I’m a resident of New York City, and I love it. It’s a place that’s so popular to live in that the rent goes up and up for everyone all the time, a place that’s widely known as a global capital of finance, culture, and basically any other category you can think of, and yet nobody in power seems to have any interest in actually representing the interests of the city. Conservatives spread fear about the place where I am able to live comfortably and conveniently, and with NYC’s reputation you’d think that the Democrats would be eager to uphold the city as an example of what a liberal, multi-cultural society is capable of, and to foster it, but both the Mayor or the Governor proved that they don’t have any interest in that. Instead, the things that would improve the city are pushed away for the suburban lifestyle that both parties seem to agree represents their actual constituency.

Who enters the congestion zone and how?

Congestion pricing was supposed to be a lifeline for the city, a way to bring in money for the transit that keeps the city going while providing a novel solution for the grip that cars have held on Manhattan since the time of Robert Moses. Almost 9 out of 10 people entering the congestion zone don’t use a car to get there, that’s millions of people who would benefit from cleaner air and better transit. Instead, the governor offered a payroll tax on NYC to fill the gap, claiming economic relief was needed for regular people. That’s the kind of statement you make when you don’t believe you represent the millions of people who take the train or a bus to work.
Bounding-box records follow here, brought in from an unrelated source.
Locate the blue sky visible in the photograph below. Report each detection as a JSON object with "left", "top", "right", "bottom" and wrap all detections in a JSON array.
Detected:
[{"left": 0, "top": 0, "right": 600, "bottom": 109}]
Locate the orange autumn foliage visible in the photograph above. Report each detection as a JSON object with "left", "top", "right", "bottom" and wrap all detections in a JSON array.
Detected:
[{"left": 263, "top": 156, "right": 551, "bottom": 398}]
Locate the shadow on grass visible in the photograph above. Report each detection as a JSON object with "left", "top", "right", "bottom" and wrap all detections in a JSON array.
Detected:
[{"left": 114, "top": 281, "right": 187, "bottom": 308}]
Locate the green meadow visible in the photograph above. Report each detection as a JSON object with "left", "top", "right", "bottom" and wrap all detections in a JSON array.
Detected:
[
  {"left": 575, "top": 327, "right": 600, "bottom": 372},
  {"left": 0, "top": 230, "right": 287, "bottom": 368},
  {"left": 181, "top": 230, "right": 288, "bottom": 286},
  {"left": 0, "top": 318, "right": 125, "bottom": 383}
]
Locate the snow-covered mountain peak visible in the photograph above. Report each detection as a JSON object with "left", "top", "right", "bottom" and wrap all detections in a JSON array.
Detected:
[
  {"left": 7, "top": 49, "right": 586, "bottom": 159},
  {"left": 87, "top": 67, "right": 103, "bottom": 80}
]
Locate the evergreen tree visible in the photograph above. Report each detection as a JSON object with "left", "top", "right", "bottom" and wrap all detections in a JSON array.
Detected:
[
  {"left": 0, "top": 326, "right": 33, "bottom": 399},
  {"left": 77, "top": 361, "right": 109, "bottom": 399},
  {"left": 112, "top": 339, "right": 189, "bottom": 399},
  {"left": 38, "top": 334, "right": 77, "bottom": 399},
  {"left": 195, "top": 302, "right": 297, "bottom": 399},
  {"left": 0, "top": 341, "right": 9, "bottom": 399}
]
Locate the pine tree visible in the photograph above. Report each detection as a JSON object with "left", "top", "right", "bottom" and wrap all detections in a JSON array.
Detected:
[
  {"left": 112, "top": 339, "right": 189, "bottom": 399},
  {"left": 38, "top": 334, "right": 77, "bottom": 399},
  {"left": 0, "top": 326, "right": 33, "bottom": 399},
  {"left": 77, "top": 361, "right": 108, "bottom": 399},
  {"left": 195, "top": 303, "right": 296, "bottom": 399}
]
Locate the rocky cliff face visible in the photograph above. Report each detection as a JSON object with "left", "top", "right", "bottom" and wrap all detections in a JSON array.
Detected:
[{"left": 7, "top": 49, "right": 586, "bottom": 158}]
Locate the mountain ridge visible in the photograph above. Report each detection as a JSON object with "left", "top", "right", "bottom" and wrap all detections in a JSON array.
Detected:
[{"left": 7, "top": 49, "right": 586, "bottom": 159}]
People have always loved to shit on New York as a performative act to say that they’re real Americans, it’s a trope that has been in politics and salsa ads for as long as I’ve been alive, but having both your Mayor and Governor, the people who were elected to represent you, do it stings way more than Ted Cruz trying to get a bunch of used car dealers in Dallas to open their wallets. It stings more because this has been in the works for two decades, and became law when the Kathy Hochul Governorship was just a twinkle in the eye of Andrew Cuomo as he harassed someone new. It makes me think about the fight for progress, and how any real progress in the moment seems impossible. Politically-conscious Americans tend to associate progress being knocked down in an instant with the Supreme Court, but the lesson from this is the people who claim to speak for you will happily do it because they don’t really think you matter. You aren’t a constituent.

What NYC loses without congestion pricing

I took a bike ride through the city and thought about this, passing the $500 million cameras installed on the Williamsburg and Manhattan Bridges that will go unused, and thought about the upcoming election. The question of who gets to be a constituent, of who gets to be listened to, looms large there as well. The malaise of the youth vote looms large in everyone’s mind, and the dissatisfaction there seems to be the byproduct of two election cycles with candidates like Sanders and Warren who seemed to actually be listening, who wanted you as their constituent. The Biden campaign hasn’t found that connection, and that seems to be the root of the dissatisfaction.

The key to politics is to make a connection with the people who you’re supposed to be representing. Hochul has managed to do the opposite of that, and this feels like it’s going to be a disaster for her career. Worse, it’s a disaster for this city. Maybe the sense of alienation I’m feeling from my elected officials is a kind of mourning for the loss of what could have been a transformative program, but I think it’s something more. It’s a realization that I don’t have representation on the things that matter to me, and I can feel how that can can quickly lead to disenchantment with the concept of progress being achievable. I don’t think I need to elaborate on how dangerous that is.